Hormonal Changes and Menopause
Hormonal shifts throughout a woman’s life can affect her vulnerability. After menopause, declining estrogen levels cause the vaginal lining to thin and become drier, a condition called vaginal atrophy. This thinner, more fragile tissue is easier for HIV to penetrate. Rates of new HIV diagnoses are rising among women over 50, likely driven by a combination of lower condom use, underestimation of personal risk, and this increased biological susceptibility. Women in perimenopause or menopause who are sexually active with new partners face a real, often overlooked risk.
Sharing Needles and Injection Equipment
Sharing needles is the second most common way women in the U.S. acquire HIV. When someone injects with a used needle or syringe, small amounts of blood from the previous user can enter their bloodstream directly. This is an extremely efficient route of transmission because it bypasses all the body’s external barriers. The risk applies not just to the needle itself but to any shared equipment: cookers, cotton filters, or rinse water that may contain trace amounts of infected blood.

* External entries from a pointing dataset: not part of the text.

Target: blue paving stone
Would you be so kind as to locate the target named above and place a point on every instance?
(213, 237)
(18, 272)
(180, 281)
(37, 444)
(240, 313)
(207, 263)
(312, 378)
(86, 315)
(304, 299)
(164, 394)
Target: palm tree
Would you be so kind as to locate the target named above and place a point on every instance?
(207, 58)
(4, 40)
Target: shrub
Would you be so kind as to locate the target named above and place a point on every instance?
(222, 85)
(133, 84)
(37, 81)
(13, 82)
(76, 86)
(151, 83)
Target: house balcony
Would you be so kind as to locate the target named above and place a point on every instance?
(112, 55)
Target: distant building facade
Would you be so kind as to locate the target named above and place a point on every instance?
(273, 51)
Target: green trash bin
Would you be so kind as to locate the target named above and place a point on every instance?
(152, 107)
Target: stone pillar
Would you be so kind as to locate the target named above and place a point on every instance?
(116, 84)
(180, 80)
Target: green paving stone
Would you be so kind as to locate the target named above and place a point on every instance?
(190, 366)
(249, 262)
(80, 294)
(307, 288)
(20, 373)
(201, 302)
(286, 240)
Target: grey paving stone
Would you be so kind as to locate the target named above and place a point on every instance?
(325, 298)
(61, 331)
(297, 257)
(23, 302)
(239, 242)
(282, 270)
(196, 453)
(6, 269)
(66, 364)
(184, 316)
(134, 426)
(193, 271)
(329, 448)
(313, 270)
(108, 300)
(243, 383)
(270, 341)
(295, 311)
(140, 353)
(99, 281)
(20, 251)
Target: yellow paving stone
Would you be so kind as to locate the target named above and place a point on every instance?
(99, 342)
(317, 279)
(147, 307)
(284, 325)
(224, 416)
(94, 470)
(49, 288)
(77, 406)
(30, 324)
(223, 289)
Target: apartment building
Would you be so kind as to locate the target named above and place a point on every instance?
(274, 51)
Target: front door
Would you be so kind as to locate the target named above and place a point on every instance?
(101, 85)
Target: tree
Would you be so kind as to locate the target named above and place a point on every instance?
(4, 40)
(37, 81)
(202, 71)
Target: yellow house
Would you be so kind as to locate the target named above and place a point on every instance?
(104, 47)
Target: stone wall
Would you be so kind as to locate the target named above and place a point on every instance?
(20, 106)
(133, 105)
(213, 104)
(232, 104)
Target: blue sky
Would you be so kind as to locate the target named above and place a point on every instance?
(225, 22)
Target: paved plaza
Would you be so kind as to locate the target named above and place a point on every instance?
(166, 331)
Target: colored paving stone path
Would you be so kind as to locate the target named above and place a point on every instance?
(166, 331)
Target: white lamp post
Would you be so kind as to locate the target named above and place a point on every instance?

Transmission During Pregnancy and Breastfeeding
A woman living with HIV can pass the virus to her baby during pregnancy, labor, delivery, or breastfeeding. Without treatment, the transmission rate is significant. With consistent antiretroviral treatment that keeps the virus at undetectable levels, the risk drops to less than 1% across all of these stages, including breastfeeding. This is why HIV testing is a standard part of prenatal care. Early detection and treatment make it possible for most women with HIV to have babies who are born HIV-free.
Less Common Routes
Women can also acquire HIV through oral sex, though the risk is very low compared to vaginal or anal sex. Blood transfusions and organ transplants were a concern in earlier decades, but rigorous screening of donated blood and organs has made this route extremely rare in developed countries. Occupational exposure, such as a needlestick injury in a healthcare setting, is possible but uncommon and is typically managed with immediate preventive medication.
How Women Can Lower Their Risk
Condoms, when used consistently and correctly, are highly effective at blocking HIV transmission during vaginal and anal sex. Pre-exposure prophylaxis (PrEP), a daily pill taken by HIV-negative people, provides strong protection but requires consistent use. For vaginal sex and injection drug use, PrEP pills reach maximum protection after about 21 days of daily use. Missing doses reduces the drug’s concentration in vaginal tissue faster than in rectal tissue, so adherence is especially important for women whose primary risk is vaginal sex.
Knowing a partner’s HIV status matters. A person living with HIV who takes treatment consistently and maintains an undetectable viral load effectively cannot transmit the virus sexually. This concept, sometimes called U=U (undetectable equals untransmittable), has been confirmed in large studies of couples where one partner is HIV-positive. Regular STI screening, avoiding shared injection equipment, and using clean syringes through needle exchange programs also reduce risk substantially.